Topuklu ayakkabılar boyu uzun gösterir, vücuda daha dik bir duruş kazandırır ve kıyafetlere şık bir hava katar. Bu yüzden pek çok kişi kendini daha özgüvenli hissetmek için topukluları tercih eder. Ancak sık kullanımın estetik avantajlarının yanında görünmeyen zararları da vardır.
Her gün topuklu ayakkabı giymek, ayaklarda şekil bozukluklarına ve ağrılara yol açabilir. Özellikle baş parmak çıkıntısı (halluks valgus), nasır ve tırnak batması gibi sorunlar sık görülür. Zamanla ayak tabanındaki basınç dengesizliği, yürüme şeklini bile değiştirebilir.
Topuk yüksekliği arttıkça vücut ağırlığı öne doğru kayar. Bu durum diz eklemlerinde ve bel bölgesinde fazladan yük oluşturur. Sürekli topuklu giyenlerde bel ağrısı, dizlerde zorlanma ve hatta omurga eğrilikleri görülebilir.

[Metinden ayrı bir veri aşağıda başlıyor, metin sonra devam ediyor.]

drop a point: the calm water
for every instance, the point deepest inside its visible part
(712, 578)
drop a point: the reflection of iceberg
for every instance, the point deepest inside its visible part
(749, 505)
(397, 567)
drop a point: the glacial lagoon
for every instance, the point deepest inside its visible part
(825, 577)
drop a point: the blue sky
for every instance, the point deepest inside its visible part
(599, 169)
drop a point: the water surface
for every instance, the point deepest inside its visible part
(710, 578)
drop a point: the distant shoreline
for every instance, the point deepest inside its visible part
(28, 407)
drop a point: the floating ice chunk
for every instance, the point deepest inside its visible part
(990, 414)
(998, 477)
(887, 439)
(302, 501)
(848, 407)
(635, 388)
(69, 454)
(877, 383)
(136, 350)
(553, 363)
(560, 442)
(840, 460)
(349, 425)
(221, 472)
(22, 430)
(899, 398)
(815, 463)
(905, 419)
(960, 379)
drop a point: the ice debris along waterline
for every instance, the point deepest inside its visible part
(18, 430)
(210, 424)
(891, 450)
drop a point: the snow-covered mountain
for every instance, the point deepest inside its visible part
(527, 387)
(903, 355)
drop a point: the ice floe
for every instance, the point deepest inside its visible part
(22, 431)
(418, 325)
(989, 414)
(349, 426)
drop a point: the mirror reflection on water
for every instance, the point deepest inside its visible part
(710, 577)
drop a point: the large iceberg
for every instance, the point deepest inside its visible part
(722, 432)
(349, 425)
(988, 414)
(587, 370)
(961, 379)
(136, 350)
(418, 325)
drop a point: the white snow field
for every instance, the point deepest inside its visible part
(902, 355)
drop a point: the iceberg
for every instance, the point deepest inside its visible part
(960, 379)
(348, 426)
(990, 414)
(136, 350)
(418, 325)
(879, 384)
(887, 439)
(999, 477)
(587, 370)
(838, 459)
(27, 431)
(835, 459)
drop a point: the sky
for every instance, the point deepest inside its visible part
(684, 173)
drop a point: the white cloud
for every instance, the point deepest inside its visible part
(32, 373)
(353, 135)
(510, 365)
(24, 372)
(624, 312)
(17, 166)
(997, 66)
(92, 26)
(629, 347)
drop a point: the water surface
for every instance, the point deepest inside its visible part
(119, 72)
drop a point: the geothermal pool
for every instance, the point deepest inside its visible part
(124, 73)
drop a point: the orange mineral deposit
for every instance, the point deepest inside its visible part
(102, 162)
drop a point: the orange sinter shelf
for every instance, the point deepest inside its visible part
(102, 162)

Topuklu ayakkabı giyildiğinde omurga doğal eğrisini koruyamaz. Vücut, dengeyi sağlamak için istemsiz bir şekilde öne doğru eğilir. Bu da uzun vadede duruş bozukluğu, sırt ağrısı ve hatta boyun sorunları yaratabilir.
Sürekli yüksek topuk kullanımı baldır kaslarının kısalmasına neden olur. Bu durum hem yürüyüşü olumsuz etkiler hem de çıplak ayakla rahat yürümeyi zorlaştırır. Aşil tendonu üzerinde oluşan baskı ise ilerleyen dönemlerde ciddi sakatlıklara yol açabilir.
Uzmanlar, topuklu ayakkabının günlük olarak değil, belirli günlerde tercih edilmesini öneriyor. Günlük kullanımda ortopedik destekli, rahat ayakkabılar tercih edilmeli. Topuklu giymek gerektiğinde ise gün içinde ayakkabıyı çıkarmak, ayak egzersizleri yapmak ve topuk yüksekliğini çok abartmamak önemli.